Unlike the Mavic Air, the Mavic Air 2 uses OcuSync 2.0 instead of modified Wi-Fi to communicate between the drone and the controller, switching between 2.4GHz and 5.8GHz frequencies. DJI says that the drone can stay connected with the controller at distances of up to 10km, but we saw signal cutouts at distances far shorter than that, which caused the drone to go into "Return to Home" mode automatically. We saw greater interference at home, where we're surrounded by dense woods, rather than on a beachfront setting, which was more wide-open with flat land and minimal impediments. With that being said, overall range here still surpasses that of the original Mavic Air.
APAS 3.0, Active Track 3.0, QuickShots and AirSense
The Mavic Air 2 also has enhanced obstacle detection with obstacle sensors up front, in the rear, and on the bottom. There's also an auxiliary light on the bottom of the drone which is very helpful when flying at night (to catch 4th of July fireworks, for example). The sensors are integrated into the APAS 3.0 system, which allows the Mavic Air 2 to use mapping technology along with advanced flight algorithms to smoothly move around, over, or below objects that may be in the path of the drone.
Like its predecessor, the Mavic Air 2 features a number of automated flying modes which help you get that “perfect” shot as part of the FocusTrack suite. There's the third-generation ActiveTrack 3.0 system, which allows the Mavic Air 2 to follow you around as you walk, run or even ride your bike. ActiveTrack 3.0 also adds in mapping technology for obstacle avoidance while maintaining a lock on the subject. Points of Interest has been updated to v3.0, and allows you to set an automated flight patch around the subject (including vehicles and pets). Finally, there's Spotlight 2.0, which keeps the subject in frame while the operator has control over the Mavic Air 2's movement.
There's also the usual assortment of QuickShots in the Mavic Air 2's repertoire. For those unfamiliar with QuickShots, they are automatically generated short video clips that track along a predetermined flight path. The Mavic Air 2 is now able to use its 3-axis gimbal in conjunction with electronic image stabilization to further smooth out the captured footage. Some of the popular modes include Rocket, Helix, Boomerang and Asteroid.
One final item that we’ll touch on is AirSense. According to DJI, the Mavic Air 2 is the first consumer drone to feature AirSense, which alerts you when other aircraft are operating in your area. The feature can intercept ADS-B signals from nearby fixed-wing aircraft and helicopters, and their position is then displayed on your display screen via the DJI Fly app. AirSense is initially only available in North America, but will soon be offered in additional regions.

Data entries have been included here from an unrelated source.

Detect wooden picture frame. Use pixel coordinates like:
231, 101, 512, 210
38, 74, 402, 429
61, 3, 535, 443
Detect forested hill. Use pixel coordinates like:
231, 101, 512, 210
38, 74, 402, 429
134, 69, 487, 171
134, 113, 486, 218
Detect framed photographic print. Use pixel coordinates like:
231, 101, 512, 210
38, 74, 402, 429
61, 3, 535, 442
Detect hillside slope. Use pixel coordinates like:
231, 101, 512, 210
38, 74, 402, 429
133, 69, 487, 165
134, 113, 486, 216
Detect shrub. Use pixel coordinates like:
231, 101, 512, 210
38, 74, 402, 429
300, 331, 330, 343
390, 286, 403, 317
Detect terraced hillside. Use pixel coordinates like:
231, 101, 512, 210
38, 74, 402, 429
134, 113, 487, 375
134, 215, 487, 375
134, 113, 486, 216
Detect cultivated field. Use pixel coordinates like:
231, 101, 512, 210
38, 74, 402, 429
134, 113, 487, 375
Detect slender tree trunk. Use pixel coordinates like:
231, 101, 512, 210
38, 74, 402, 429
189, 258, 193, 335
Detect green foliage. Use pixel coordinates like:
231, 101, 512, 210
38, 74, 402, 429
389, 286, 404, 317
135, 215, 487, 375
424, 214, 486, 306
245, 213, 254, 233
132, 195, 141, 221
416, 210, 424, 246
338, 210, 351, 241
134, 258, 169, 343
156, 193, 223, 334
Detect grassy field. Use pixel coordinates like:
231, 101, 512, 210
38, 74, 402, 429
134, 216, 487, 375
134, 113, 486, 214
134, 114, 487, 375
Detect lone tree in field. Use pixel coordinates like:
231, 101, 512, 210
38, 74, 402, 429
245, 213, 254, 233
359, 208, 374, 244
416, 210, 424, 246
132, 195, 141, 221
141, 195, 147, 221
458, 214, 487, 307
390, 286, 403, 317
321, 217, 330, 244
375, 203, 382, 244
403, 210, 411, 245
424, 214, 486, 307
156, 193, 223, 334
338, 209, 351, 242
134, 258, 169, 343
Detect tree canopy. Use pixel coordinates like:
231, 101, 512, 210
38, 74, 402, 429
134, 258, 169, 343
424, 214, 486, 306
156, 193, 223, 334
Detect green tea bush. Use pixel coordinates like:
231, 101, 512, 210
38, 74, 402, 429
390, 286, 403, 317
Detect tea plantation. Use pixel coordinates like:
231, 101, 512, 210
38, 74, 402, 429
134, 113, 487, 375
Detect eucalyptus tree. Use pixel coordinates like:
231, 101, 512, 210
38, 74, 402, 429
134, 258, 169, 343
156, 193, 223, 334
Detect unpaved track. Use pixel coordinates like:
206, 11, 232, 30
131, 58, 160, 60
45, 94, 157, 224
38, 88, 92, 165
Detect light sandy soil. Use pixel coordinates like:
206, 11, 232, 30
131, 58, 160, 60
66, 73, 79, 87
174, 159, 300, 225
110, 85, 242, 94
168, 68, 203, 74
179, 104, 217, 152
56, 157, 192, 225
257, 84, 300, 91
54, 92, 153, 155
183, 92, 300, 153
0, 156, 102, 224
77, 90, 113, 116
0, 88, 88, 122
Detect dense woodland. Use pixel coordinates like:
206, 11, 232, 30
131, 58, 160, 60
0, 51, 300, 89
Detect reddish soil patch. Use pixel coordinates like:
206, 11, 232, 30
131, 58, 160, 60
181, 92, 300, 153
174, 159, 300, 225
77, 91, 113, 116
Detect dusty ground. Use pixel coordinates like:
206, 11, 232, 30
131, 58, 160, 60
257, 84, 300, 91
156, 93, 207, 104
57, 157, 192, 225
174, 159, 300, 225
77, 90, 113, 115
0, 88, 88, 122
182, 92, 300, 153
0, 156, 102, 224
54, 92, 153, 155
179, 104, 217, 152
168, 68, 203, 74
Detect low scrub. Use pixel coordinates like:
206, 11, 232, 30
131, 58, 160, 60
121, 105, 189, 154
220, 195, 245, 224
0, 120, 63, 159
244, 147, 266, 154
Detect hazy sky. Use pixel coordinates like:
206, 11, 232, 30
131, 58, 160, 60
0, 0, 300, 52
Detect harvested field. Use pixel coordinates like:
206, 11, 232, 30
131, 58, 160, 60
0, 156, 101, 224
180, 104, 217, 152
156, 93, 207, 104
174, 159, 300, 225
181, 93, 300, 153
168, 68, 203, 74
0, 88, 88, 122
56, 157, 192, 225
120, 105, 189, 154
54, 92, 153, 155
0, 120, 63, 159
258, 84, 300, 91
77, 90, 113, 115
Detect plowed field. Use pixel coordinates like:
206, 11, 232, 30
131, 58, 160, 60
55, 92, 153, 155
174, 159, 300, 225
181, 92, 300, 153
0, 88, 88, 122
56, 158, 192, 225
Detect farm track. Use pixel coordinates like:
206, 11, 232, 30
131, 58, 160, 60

DJI Mavic Air 2 Final Thoughts
We’ve been playing around with the Mavic Air 2 for over a month now, and must say that we’ve grown to like this new DJI drone quite a bit. It’s easy to fly and it offers plenty of endurance (we were able to fly around for over a half hour during most flights with a mixture of sport mode and normal mode). I even handed the controls over to my 8-year-old son, who was able to take off, fly, and land without issue. We should note, however, that the obstacle detection sensors helped out on a few occasions during his flights, which did protected the Mavic Air 2 in some sticky situations.
The Mavic Air 2 is an excellent update to the original Mavic Air, and its appreciable gains in performance, endurance, and quieter operation (due to the redesigned propellers) make it an easy recommendation for anyone that wants a rock-solid aerial photography platform that is more capable than the entry-level Mavic Mini. The Mavic Air 2 is a breeze to learn and fly for first-timers and it delivers performance on many fronts that seasoned flyers, creators and videographers might require as well.